Threading email using Thread-Index
Microsoft Exchange sends email containing a header field called Thread-Index that does much the same job as References. I've no idea why Exchange does that instead of the normal way. But I have found out how to parse it, and it's not terribly difficult. It's easiest to explain using examples, so here are the Thread-Index fields from four messages:
Thread-Index: Aca8OXuAU3E0OYfxS/CjgSLFGePpiQAdZqFQACzEh/AAmOpSkA==
Thread-Index: Ace2UdoJVaeQeVVpSp2ZxZp3q7pBrg==
Thread-Index: Aca6Q3T3KOXW2RS5EX9R13340HQWLP==
Thread-Index: AcgB760UE69bP0PFT52+hzoqOvhDDQAAAo8g
The first 30 characters are different for all of these, which means that the messages belong to different threads. Hoever, three out of the following four messages belong to the same thread:
Thread-index: Acnk7AtURXtWl9jTRdGX7mDGIxfHtw==
Thread-Index: AcZJXMEg7BHm/IX0SSuMswWV9Kglbg==
Thread-index: Acnk7AtURXtWl9jTRdGX7mDGIxfHtwAAAo8g
Thread-index: Acnk7AtURXtWl9jTRdGX7mDGIxfHtwAAAo8gqFQACz
The value is really base64-encoded entropy, but parsing and using it doesn't require decoding.
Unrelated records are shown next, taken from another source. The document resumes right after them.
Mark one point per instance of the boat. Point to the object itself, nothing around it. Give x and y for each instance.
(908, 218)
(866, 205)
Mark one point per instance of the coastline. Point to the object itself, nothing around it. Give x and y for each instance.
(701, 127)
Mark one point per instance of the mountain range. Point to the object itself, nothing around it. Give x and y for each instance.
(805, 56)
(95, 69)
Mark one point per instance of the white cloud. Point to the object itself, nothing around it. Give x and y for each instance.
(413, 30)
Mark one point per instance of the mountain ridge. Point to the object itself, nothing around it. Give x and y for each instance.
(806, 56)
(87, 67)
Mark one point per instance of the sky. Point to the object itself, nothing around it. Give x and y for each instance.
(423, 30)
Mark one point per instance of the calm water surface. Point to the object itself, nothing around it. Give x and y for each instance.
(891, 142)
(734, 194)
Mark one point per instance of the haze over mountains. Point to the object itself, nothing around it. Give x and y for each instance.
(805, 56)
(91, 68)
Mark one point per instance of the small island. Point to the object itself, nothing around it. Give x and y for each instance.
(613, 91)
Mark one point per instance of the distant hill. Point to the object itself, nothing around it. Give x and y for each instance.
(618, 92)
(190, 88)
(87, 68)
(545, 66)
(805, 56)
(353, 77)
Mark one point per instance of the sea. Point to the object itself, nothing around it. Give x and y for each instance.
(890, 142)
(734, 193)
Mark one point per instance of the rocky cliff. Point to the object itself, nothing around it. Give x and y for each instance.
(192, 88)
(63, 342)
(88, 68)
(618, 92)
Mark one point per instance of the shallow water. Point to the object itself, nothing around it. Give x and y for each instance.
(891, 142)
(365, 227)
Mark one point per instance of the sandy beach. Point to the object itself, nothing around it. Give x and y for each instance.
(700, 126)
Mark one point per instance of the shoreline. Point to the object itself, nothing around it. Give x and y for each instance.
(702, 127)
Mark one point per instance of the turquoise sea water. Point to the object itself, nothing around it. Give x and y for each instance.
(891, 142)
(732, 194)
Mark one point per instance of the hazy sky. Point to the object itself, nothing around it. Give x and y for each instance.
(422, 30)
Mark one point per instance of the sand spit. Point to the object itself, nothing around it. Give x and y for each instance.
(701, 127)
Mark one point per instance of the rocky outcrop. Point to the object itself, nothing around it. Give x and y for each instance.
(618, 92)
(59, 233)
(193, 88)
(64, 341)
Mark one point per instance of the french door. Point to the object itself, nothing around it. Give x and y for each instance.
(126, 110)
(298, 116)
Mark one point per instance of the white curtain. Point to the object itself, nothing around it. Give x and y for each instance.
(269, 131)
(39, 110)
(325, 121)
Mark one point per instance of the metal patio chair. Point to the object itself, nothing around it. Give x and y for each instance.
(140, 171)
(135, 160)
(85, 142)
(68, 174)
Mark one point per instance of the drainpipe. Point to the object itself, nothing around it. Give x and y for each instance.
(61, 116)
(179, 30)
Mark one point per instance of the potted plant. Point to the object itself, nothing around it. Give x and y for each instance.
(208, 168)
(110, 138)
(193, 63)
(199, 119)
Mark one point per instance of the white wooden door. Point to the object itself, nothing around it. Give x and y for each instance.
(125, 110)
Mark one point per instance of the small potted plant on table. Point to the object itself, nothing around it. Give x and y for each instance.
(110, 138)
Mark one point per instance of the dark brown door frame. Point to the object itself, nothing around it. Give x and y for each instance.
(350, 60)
Just take the first 30 characters (ie. 176 bits). If they are the same for two messages, then those messages belong to the same thread. Within a thread, a reply's Thread-Index is the same as that of its parent, with a random suffix added. In my second example, the fourth message is a reply to the third, and the third is a reply to the first.
Here is some code that converts Thread-Index to References.
Generating Thread-Index is almost as simple, you just need 176 bits of entropy and a base64 encoder. Why bother, though? Exchange doesn't dominate the market any more. Gmail is king of the hill now and it sends References, so Exchange has to parse References just like the rest of us.
Update: Microsoft has a specification on the web and Meridian Discovery has reverse engineered what's actually done. The format is as descibed above, but there's more detail. The initial 176 bits aren't just 176 random bits, but rather 176 more or less random bits made in a specific manner. I wouldn't trust the senders to do that according to spec, and will still treat this as 176+n×44 random bits.